Whether those hopes will be fulfilled is a question yet to be addressed. In fact, a recent paper—which has picked up attention from reporters at Bloomberg and Fox—reveals that the AI industry might use more electricity than some small countries.
The graphic below illustrates just how much more energy-expensive AI is compared to a simple Google search. And if chatbots scale to become as consistently used as their search engine counterparts, we can only guess just how much the industry will spend on electricity in the upcoming years.
Luckily, companies like HuggingFace are indeed making efforts to help the environment while also furthering technological progress. Sasha Luccioni, PhD, is the AI Researcher and Climate Lead at HuggingFace, whose job revolves around evaluating the environmental and societal impacts of AI models and datasets.
She and her team have made tremendous efforts to ensure that the interests of AI innovators and environmentalists alike, though sometimes at odds, never interfere or hinder one another. Check out Luccioni's Twitter page here.

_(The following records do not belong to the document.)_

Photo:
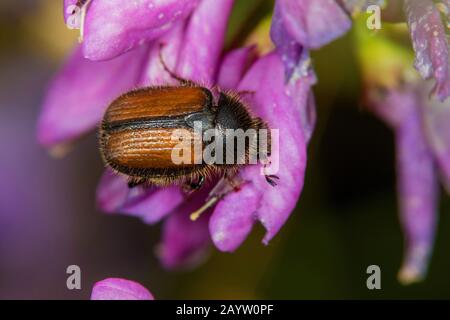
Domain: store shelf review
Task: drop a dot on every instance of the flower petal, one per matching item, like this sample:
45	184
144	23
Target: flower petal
233	218
80	93
288	48
155	74
119	289
430	44
276	103
417	182
314	23
115	26
207	25
437	119
184	242
234	66
149	204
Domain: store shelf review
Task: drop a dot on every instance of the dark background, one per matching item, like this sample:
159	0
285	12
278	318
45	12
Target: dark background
345	220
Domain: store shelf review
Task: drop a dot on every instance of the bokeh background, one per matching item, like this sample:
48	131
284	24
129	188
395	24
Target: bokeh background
345	220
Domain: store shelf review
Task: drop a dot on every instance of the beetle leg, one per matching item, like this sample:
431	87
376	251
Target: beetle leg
198	184
184	82
191	186
226	185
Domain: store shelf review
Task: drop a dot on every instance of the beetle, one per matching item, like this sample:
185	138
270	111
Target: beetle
137	133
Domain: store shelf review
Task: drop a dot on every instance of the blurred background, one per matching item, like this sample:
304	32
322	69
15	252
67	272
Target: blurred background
345	220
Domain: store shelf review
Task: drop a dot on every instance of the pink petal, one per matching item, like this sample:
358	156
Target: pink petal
417	181
184	242
277	103
155	74
119	289
437	116
233	218
81	92
148	204
115	26
234	65
314	23
430	43
204	41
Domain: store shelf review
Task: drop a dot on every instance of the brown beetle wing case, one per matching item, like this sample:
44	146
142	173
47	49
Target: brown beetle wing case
157	102
143	130
152	148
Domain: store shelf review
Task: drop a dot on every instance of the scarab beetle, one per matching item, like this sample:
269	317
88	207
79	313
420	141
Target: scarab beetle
137	134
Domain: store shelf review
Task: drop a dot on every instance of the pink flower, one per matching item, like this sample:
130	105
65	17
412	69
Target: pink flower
119	289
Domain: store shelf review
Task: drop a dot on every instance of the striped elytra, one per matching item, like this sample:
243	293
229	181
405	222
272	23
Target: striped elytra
136	134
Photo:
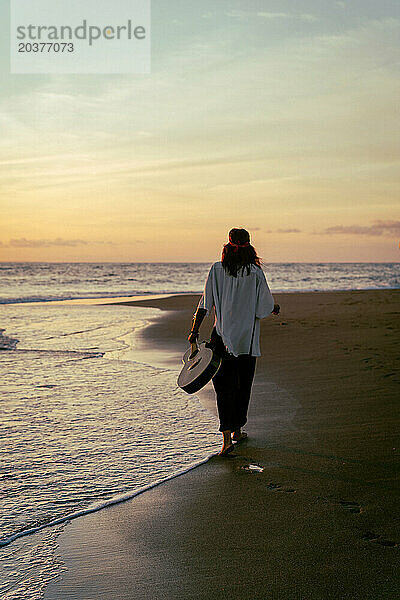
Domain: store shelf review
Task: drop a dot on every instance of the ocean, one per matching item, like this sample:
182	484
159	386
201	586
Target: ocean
84	423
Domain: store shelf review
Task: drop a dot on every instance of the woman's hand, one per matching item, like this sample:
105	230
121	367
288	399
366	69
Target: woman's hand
193	337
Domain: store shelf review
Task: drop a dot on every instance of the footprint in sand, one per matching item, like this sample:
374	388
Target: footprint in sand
252	468
351	506
370	536
277	487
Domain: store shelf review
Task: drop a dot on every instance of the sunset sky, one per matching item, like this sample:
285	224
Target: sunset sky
278	116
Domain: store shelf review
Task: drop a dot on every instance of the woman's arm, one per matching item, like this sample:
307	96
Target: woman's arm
197	321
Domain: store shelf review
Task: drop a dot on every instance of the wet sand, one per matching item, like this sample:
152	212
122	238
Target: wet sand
307	508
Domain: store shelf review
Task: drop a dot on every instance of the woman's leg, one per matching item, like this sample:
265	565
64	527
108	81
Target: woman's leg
225	383
245	374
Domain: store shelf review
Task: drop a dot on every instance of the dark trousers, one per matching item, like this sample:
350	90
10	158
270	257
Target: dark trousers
232	385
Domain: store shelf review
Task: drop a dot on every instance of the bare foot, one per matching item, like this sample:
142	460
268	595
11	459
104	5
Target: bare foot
239	436
226	450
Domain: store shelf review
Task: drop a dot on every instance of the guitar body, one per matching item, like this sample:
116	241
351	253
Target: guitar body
200	365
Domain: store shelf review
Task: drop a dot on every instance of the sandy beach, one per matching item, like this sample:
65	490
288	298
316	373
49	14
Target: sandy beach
306	509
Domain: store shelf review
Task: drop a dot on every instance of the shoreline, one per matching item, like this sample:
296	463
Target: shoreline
317	522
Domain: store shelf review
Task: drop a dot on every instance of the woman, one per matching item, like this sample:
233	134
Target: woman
237	290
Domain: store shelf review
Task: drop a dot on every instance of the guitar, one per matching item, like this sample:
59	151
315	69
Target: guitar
201	363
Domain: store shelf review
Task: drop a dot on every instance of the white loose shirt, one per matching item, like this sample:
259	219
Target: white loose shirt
240	302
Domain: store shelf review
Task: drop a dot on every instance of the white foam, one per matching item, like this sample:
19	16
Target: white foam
100	505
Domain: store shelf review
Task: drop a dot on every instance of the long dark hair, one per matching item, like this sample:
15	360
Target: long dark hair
238	254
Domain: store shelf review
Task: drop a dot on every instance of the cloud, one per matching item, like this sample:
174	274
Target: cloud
243	14
25	243
377	228
305	17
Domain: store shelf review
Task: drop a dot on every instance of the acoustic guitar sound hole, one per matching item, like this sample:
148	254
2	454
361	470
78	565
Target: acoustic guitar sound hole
194	365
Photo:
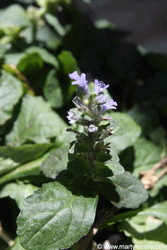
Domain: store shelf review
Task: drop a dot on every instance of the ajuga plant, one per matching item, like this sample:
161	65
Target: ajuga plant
64	213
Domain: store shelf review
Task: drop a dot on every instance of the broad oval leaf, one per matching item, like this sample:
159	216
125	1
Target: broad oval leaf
54	218
55	163
36	122
10	92
125	133
123	190
53	91
130	190
12	157
17	191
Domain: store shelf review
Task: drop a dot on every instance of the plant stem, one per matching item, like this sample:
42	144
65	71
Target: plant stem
5	237
85	241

For additional resources on AI's impact to the environment, check out the following articles:
Uncovering the Carbon Cost of Machine Learning, by Tife Sanusi.
Artificial Intelligence's Environmental Costs and Promise by the Council on Foreign Relations
How to Make Generative AI Greener, by Harvard Business Review
💸 One final point…
One fact that often goes overlooked is that as environmental costs increase, so do financial costs. Yes, yes it's cheaper to use a gasoline fueled car than an electric one. However, in the AI space, notice that as compute increases so does electricity usage. And, as anyone who has ever paid an electric bill can attest, electricity usage drives up cost.
And if we're distilling the billion-parameter models into X00-million-parameter models, or even Y0–million-parameter models, then perhaps a feasible way to reduce both financial costs and environmental costs is cut out the billion-param models entirely, and stick to the cheaper, reasonably accurate multi-million parameter models.
It would cost less to build and distill a 500 million parameter model than it would be to conduct the same process with a billion-parameter counterpart. Sure, there's a potential accuracy reduction, but exactly how much accuracy are we sacrificing?
Again, this thought is up for discussion. And the cost-benefit analysis should be conducted by someone (or someones) with more resources and a bigger brain than I have. Nevertheless, the thought of putting a cap on parameter count for environmental and financial savings remains on the table.